Chances are that if you’ve been a student in the last forty years you’ve read George Orwell’s Nineteen Eighty-four, a dystopian masterwork which considers the possibility that through surveillance and politics we will become slaves. It’s a stern warning against totalitarianism and the oppression of the individual. We fear this future, so much so that a word has entered the public sphere: Orwellian. The result? A culture governed by the acute desire for individuality.
Cue social media. Instagram, Facebook, Twitter: each allows the user to be the petty tyrant of their own kingdoms of friends and followers. Every day 500 million ideas are tweeted into the twittersphere. With every ‘retweet’ and ‘like’ the person posting is granted a sense of gratification. There’s no ‘dislike’ button to challenge an idea. Comments, for the most part, can go unread. Consequently, social media has created a space where our opinions are caressed into confident beliefs, no matter how moronic or poorly thought out they may be.
Dr. Tomas Chamorro-Premuzic, a Professor of Business Psychology at University College London, contends ‘lower self-confidence makes you pay attention to negative feedback and be self-critical.’ Conversely, confident people will be less receptive to ideas that challenge them. From experience this is true; the more likes, the more intense the vitriol when somebody is critiqued. This by-the-numbers confidence is problematic as it validates shallow ideas without any real considered arguments to back a thought up.
In Australia we live in a fiercely anti-intellectual culture. In the words of Alecia Simmonds, ‘We prefer home-spun wisdom to years of research.’ ‘Any idea that takes longer than a nano-second to understand is howled down.’ Hence, when accosted by complex ideas—like feminism or analysing social problems through the lens of economics and social conditions—people are dismissive. By reducing our access to ideas to 140 characters or similar we limit our capacity to engage with intelligent thoughts or ideas. It feeds into a culture of simplistic understandings. It evokes Orwell’s theory of Newspeak; with fewer words our ability for thought diminishes. But worst of all it means that bigoted, poorly considered opinions are left unchallenged; complex ideas need more words—and sometimes a hyperlink just doesn’t cut it.
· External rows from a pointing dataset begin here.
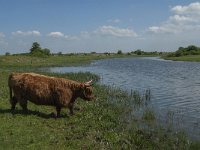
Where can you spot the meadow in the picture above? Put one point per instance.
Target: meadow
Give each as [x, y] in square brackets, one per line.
[192, 58]
[108, 122]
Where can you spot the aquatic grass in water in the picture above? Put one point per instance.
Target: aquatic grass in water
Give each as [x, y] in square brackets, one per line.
[99, 124]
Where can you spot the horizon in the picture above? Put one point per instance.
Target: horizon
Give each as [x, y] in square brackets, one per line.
[98, 26]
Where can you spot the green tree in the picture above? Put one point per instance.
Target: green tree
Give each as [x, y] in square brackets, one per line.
[119, 52]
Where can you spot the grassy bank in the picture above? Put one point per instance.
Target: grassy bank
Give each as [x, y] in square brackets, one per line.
[192, 58]
[63, 60]
[109, 122]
I’m not saying social media is all bad: on a whole its effects socially and politically have been tremendously positive. I have opinions. Most of them will change, because I’m young, ill-informed and there’s still so much to know. I think this is important: staying open to the notion that you could always be wrong. If someone likes your post, don’t let it go to your head. If someone challenges you: give it a thought. Chances are you might learn something, even if it’s that you were right all along.